Together with my colleague Kevin Gallagher I convened a workshop on the IMF since Lehman. We ask: What explains the variegated pattern of stability and change in the IMF’s substantive and procedural positions? Do existing explanations of the IMF’s reactions to previous crises survive the test of the current crisis, whose distinctiveness consists of its unprecedented size and its deep impact on the developed European core? Have the established patterns in IMF’s differential treatment of its members changed relative to past crises?
Grigore Pop-Eleches from Princeton University will do a systematic comparison of the crisis-ideology connection in IMF programs before and after 2008. Leonard Seabrooke and Emelie Nilsson from Copenhagen Business School undertake to examine changes in the IMF policy cliques tasked with international financial surveillance. André Broome from University of Warwick asks what roles have economic ideas played in IMF bailouts in a select population of crisis episodes while Cornel Ban of Boston University examines the role of staff research in facilitating the partial revisions of the IMF’s stance on fiscal policy. Aitor Erce Dominguez (Bank of Spain and Universidad Autonoma de Madrid)

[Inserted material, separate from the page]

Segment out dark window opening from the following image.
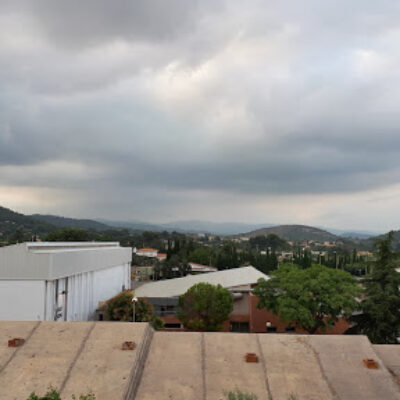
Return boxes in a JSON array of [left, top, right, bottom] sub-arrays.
[[230, 322, 250, 332], [164, 324, 181, 329]]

studies how the relation between the Fund and sovereigns’ creditors while Daniela Gabor (Bristol Business School) looks at the Fund’s changing positions on monetary and macroprudential issues. Sarah Babb from Boston College and Alex Kalentekis from Harvard University will write a framework article that reflects on the findings of all these papers.
The workshop is funded by our university’s Center for Law, Policy and Finance.